Harris discusses two programs under her program that take this approach: a gun violence intervention program called Bull City United and a community program called My Brothers Keeper, which was modeled after a similar program developed by President Barack Obama’s administration. Through those programs, they work to identify the gaps in services for young men and boys of color and incorporated mediation and outreach methodologies.
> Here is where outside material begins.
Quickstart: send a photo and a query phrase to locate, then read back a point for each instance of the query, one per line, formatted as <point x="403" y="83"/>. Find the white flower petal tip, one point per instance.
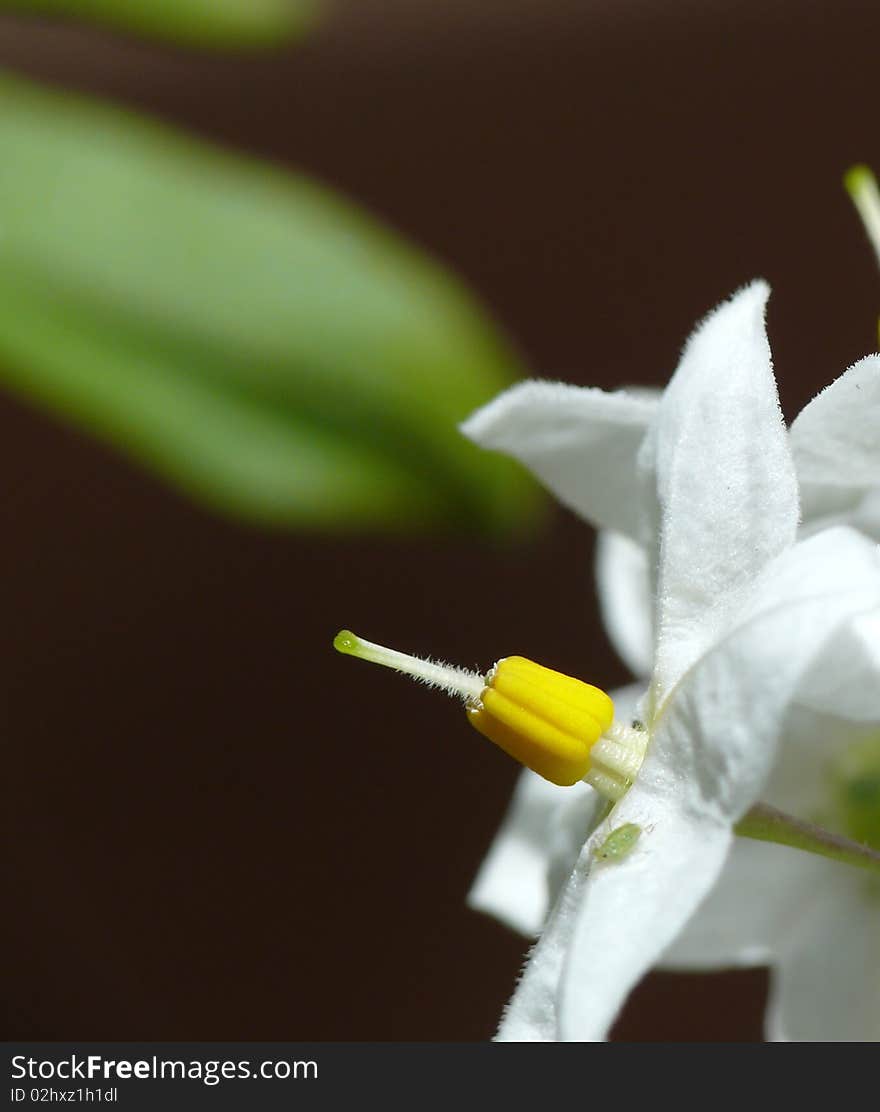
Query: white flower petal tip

Bazelon discussed the diversion program she worked on at the Philadelphia District Attorney's office for those who've been caught with guns but didn't have a record that warranted incarceration. In their six-month program, participants arrived in cohorts of twenty and get paired with social workers to set goals. Within their cohorts, they meet once a week for 90 minutes to discuss and practice a form of cognitive behavioral therapy. These conversations allow facilitators to assess low-level barriers to promote rehabilitation and community uplift throughout the program. “There are other metrics other than recidivism, and they can be really powerful...[when they] get people thinking about the people in your program as real human beings,” Bazelon said
Programs like this are just the beginning of the movement toward community-based solutions. As Harris noted, "[gun violence] may not be at your doorstep right now, but you can see the impacts and how it does impact you, regardless if it’s somebody in your family [or] a friend of yours.” So, above all, the panelists seek to remind society that when a community is hurt, everyone becomes the victim and urged us all to approach gun violence from a humanistic approach.